The particle ni marks the sentence as interrogative. Without ni, this sentence is interpreted as the declarative ‘Chelswu saw something’. The sentence with ni is interpreted either as a yes/no question or as a question bearing on mues-ul. However, the sentence is not ambiguous because there is an intonational difference between the two variants: the intonation peak is on the subject or the verb under the yes/no question interpretation, whereas an intonation peak on mues-ul results in a questioned-phrase interpretation (Cheng and Rooryck, 2000).
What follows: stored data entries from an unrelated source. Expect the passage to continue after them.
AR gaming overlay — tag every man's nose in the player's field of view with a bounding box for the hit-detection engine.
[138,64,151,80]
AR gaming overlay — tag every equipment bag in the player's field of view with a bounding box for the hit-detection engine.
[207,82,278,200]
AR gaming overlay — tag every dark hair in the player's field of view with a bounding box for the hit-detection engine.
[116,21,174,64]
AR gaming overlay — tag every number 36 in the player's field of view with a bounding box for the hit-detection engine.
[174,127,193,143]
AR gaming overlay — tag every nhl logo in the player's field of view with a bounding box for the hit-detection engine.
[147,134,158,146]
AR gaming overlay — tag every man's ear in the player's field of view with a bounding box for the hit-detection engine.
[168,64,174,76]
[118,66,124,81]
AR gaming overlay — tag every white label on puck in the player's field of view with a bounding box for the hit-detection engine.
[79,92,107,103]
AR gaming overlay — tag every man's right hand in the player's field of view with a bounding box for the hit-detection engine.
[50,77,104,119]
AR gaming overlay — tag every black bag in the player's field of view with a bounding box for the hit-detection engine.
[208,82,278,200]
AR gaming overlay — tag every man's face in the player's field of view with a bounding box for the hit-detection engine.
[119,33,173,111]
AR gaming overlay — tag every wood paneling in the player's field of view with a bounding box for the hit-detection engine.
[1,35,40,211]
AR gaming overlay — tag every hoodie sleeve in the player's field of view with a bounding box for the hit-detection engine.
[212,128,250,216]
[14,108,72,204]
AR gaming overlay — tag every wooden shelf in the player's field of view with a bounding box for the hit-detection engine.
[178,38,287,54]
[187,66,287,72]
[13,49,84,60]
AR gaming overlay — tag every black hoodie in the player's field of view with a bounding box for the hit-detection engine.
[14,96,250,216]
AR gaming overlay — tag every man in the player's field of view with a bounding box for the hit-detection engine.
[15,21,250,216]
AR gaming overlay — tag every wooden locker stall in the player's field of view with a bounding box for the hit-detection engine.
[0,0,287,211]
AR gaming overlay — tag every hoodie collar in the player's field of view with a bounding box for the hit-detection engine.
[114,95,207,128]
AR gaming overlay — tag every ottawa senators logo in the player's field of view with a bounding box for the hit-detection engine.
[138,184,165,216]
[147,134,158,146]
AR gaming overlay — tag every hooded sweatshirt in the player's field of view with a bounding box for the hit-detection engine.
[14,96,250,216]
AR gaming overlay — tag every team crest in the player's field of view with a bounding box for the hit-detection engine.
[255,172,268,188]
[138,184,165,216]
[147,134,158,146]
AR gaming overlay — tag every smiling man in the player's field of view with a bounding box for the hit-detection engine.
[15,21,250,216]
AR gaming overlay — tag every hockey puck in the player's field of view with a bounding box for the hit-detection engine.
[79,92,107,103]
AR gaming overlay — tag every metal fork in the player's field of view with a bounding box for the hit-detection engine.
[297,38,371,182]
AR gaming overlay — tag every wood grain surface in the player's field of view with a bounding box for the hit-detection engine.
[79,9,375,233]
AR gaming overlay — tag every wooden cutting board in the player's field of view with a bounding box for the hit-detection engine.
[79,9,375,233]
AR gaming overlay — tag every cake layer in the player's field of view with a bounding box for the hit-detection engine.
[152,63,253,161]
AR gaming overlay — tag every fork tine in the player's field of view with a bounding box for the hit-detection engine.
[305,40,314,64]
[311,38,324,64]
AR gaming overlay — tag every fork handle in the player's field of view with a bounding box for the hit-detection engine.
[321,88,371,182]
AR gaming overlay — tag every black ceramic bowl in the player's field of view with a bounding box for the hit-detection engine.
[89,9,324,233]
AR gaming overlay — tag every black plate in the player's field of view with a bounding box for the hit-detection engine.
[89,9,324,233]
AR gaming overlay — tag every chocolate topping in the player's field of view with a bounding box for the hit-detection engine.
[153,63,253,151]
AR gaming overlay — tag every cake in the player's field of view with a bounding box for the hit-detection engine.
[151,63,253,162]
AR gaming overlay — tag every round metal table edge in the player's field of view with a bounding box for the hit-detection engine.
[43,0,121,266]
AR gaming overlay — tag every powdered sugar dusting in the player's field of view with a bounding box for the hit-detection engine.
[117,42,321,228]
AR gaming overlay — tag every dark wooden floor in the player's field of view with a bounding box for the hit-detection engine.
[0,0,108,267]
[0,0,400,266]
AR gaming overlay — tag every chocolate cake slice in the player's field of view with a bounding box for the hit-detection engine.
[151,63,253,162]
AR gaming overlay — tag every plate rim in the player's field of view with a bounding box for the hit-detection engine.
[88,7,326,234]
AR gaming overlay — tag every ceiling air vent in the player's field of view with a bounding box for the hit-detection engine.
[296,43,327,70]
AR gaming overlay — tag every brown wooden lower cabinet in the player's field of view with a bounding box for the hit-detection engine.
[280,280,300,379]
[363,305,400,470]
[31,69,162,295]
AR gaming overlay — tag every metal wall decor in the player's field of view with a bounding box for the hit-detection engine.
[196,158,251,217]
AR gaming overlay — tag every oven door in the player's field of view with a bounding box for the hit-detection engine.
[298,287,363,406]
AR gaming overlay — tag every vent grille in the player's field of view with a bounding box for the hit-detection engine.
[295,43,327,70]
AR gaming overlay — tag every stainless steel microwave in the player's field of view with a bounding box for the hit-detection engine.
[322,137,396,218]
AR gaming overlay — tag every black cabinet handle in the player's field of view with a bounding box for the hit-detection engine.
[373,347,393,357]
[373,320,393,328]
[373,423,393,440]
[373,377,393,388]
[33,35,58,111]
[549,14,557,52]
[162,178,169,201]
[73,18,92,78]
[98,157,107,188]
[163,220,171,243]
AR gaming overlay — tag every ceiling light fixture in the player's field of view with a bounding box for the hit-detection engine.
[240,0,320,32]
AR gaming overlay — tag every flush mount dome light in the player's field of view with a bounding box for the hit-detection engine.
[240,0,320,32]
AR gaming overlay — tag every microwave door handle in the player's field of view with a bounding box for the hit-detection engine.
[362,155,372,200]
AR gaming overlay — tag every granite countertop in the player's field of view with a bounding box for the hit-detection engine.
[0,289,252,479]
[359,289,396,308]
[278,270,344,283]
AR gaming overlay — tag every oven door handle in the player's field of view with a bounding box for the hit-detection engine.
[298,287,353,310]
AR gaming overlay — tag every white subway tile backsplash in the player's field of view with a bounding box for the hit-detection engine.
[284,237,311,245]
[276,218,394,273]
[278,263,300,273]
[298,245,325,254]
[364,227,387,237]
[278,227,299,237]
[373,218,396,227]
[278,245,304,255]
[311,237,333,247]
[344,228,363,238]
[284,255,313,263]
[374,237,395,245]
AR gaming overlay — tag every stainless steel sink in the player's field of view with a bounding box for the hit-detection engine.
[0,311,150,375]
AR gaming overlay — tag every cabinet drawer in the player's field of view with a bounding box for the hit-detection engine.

In the latter case, the scope of mues is determined by which Comp ni appears on. So instead of the positional strategy used by English and French to provide a signifiant for the illocutionary force of question, Korean uses the morphological marking ni on COMP. This marking by a particle is just another option allowed by our physiology as a signifiant. It is therefore fully motivated. What would be unexpected, given the availability of markings, is to have no language using a marking to express questions: this accidental gap would have to be explained by the theory. A third pattern to express the illocutionary force of interrogation is to have a particular rising intonation on the sentence as in the French example (4), without inversion or the question formative est-ce que: (4)

Jean a achete´ un livre? Jean has bought a book?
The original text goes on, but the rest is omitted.